Thanks for the nice repro, fix in flight.

The following revision refers to this bug:
  https://chromium.googlesource.com/v8/v8.git/+/d9c9b003531ce837d3c61b97fc23d8a41f15ef73

commit d9c9b003531ce837d3c61b97fc23d8a41f15ef73
Author: Sigurd Schneider <sigurds@chromium.org>
Date: Wed May 02 12:24:07 2018

[turbofan] Fix wrong optimization of Number.parseInt

We incorrectly used a TurboFan typer check for {0,10,undefined} on the
radix argument on Number.parseInt, which was internally widened to the
checking whether radix is in range 0-10 or undefined. This CL introduces
two separate checks.

Bug:  chromium:838766 
Change-Id: I5ebfc1c82bad5b9794b4f844e79e4df01f541a83
Reviewed-on: https://chromium-review.googlesource.com/1039197
Reviewed-by: Benedikt Meurer <bmeurer@chromium.org>
Commit-Queue: Sigurd Schneider <sigurds@chromium.org>
Cr-Commit-Position: refs/heads/master@{#52914}
[modify] https://crrev.com/d9c9b003531ce837d3c61b97fc23d8a41f15ef73/src/compiler/js-typed-lowering.cc
[modify] https://crrev.com/d9c9b003531ce837d3c61b97fc23d8a41f15ef73/src/compiler/type-cache.h
[add] https://crrev.com/d9c9b003531ce837d3c61b97fc23d8a41f15ef73/test/mjsunit/regress/regress-838766.js

ClusterFuzz has detected this issue as fixed in range 52913:52914.

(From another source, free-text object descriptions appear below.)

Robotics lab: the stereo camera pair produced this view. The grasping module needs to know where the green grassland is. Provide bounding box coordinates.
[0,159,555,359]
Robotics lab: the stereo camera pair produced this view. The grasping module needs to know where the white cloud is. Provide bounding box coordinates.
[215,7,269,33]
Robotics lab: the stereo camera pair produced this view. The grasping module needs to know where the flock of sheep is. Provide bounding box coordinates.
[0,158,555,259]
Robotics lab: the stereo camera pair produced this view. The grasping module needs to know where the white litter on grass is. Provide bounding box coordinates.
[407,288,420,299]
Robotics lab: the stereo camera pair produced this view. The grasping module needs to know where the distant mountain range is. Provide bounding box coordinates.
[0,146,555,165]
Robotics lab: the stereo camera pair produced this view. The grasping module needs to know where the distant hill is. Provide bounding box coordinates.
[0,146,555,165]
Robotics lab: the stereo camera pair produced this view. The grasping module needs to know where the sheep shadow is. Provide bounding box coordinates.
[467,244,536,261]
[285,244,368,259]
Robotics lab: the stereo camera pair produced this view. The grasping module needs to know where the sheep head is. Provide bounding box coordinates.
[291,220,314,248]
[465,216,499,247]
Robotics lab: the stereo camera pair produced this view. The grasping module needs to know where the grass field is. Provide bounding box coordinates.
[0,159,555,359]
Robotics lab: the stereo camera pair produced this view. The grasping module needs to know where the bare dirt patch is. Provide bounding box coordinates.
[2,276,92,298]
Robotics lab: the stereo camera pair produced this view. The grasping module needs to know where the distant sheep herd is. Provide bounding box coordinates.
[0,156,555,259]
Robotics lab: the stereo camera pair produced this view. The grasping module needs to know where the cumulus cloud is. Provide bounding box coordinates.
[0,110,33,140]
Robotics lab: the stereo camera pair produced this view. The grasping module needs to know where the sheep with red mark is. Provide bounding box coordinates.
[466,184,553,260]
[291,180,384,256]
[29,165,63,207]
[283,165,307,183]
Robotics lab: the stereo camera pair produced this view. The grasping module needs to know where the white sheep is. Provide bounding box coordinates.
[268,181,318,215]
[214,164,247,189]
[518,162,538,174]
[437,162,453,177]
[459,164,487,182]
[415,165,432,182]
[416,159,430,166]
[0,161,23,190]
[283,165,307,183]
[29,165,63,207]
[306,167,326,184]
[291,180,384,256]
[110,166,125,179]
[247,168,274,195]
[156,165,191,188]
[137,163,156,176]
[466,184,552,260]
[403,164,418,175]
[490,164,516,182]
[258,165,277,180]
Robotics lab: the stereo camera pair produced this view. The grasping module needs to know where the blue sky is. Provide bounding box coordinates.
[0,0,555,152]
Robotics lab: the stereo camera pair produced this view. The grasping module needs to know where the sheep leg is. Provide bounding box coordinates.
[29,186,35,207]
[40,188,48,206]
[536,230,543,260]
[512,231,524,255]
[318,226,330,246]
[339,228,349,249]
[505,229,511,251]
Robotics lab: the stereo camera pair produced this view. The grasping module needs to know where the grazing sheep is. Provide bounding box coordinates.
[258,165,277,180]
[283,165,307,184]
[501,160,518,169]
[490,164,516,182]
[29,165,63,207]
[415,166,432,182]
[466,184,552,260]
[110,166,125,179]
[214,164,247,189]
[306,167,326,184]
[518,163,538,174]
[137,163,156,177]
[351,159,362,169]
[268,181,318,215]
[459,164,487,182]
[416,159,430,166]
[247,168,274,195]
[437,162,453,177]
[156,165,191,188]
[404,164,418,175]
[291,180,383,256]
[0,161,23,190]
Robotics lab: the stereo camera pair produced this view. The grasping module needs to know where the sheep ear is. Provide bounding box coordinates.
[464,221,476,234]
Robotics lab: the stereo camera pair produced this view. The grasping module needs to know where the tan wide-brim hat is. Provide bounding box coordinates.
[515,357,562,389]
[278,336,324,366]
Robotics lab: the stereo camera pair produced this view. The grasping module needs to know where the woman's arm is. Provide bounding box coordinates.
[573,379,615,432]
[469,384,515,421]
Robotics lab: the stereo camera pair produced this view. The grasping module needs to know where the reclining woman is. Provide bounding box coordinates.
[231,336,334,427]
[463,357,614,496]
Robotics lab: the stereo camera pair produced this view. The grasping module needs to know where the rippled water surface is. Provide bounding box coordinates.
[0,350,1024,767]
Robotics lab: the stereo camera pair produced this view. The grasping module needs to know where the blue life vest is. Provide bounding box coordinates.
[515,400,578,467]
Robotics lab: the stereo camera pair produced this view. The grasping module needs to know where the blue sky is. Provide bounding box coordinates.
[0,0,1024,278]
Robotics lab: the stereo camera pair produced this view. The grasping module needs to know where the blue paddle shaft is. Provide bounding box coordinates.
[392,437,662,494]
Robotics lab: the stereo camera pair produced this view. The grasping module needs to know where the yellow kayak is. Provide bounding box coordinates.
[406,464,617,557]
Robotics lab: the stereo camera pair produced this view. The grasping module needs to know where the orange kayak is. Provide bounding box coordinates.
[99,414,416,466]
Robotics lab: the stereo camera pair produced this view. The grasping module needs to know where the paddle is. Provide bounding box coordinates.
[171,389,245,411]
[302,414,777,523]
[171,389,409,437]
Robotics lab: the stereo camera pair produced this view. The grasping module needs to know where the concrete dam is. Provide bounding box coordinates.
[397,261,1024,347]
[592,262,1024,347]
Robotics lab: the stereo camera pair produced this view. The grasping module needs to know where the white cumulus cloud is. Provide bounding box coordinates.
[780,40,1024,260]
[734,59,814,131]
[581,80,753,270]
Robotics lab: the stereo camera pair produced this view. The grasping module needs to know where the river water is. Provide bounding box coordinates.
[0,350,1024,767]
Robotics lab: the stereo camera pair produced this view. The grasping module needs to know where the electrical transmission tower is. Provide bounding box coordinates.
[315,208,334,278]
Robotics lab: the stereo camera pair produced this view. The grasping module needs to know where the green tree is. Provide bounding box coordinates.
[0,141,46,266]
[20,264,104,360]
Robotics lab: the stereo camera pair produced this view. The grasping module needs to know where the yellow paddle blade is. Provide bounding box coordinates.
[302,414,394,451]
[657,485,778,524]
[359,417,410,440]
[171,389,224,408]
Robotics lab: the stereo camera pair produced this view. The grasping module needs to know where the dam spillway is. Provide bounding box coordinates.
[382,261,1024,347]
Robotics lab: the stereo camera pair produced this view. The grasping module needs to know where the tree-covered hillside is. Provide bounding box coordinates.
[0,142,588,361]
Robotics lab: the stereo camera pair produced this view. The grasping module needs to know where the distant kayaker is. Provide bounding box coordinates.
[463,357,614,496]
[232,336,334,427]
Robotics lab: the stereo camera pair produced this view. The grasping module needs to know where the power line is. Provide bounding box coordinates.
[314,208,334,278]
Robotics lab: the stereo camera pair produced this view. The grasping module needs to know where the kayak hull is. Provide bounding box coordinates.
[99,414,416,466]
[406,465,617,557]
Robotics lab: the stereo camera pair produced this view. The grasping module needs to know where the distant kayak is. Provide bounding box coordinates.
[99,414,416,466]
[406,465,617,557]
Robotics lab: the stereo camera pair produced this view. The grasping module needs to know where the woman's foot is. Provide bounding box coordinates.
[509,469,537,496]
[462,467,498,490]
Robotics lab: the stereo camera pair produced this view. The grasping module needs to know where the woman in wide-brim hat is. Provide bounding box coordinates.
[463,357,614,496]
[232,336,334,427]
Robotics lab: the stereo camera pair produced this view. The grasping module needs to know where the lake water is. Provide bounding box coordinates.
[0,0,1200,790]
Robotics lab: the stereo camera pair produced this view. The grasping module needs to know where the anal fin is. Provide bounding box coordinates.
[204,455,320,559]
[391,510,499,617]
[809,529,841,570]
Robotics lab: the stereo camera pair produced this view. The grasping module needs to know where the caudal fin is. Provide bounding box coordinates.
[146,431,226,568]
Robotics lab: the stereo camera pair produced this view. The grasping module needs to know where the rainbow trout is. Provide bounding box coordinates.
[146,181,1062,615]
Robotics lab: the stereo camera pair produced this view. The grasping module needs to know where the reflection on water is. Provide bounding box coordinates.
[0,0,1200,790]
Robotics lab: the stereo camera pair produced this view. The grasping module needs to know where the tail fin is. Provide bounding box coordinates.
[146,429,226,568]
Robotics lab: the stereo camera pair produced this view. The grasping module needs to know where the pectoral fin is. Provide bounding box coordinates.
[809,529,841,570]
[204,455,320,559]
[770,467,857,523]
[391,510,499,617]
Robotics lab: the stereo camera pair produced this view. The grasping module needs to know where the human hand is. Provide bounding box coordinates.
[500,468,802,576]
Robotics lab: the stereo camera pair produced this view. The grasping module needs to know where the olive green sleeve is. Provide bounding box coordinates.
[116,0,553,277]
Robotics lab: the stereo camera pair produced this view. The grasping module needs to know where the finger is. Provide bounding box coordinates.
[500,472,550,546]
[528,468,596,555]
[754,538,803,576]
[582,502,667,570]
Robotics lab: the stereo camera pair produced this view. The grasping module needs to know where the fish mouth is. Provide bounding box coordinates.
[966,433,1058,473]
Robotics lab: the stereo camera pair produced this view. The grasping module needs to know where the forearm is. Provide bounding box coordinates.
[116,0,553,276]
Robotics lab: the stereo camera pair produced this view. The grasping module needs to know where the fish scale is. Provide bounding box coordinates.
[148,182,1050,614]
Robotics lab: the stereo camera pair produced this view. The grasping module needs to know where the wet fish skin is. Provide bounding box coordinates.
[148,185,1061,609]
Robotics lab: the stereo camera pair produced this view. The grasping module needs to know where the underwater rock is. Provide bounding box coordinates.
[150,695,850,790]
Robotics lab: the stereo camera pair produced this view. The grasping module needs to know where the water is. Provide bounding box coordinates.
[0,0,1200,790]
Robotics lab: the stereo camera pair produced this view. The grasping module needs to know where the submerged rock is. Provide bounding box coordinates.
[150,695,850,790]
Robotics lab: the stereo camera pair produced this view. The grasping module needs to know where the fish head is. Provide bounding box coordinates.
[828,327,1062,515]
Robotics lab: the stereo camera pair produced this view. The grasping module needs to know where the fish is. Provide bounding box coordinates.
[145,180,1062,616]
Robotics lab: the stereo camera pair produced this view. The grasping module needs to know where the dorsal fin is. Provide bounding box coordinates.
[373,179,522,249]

Detailed report: https://clusterfuzz.com/testcase?key=4689042416074752

Fuzzer: foozzie_js_mutation
Job Type: v8_foozzie
Platform Id: linux

Crash Type: V8 correctness failure
Crash Address: 
Crash State:
  configs: x64,ignition:x64,ignition_turbo
  sources: 18b
  
Sanitizer: address (ASAN)

Regressed: https://clusterfuzz.com/revisions?job=v8_foozzie&range=52798:52799
Fixed: https://clusterfuzz.com/revisions?job=v8_foozzie&range=52913:52914

Reproducer Testcase: https://clusterfuzz.com/download?testcase_id=4689042416074752

See https://github.com/google/clusterfuzz-tools for more information.

If you suspect that the result above is incorrect, try re-doing that job on the test case report page.

ClusterFuzz testcase 4689042416074752 is verified as fixed, so closing issue as verified.

If this is incorrect, please add ClusterFuzz-Wrong label and re-open the issue.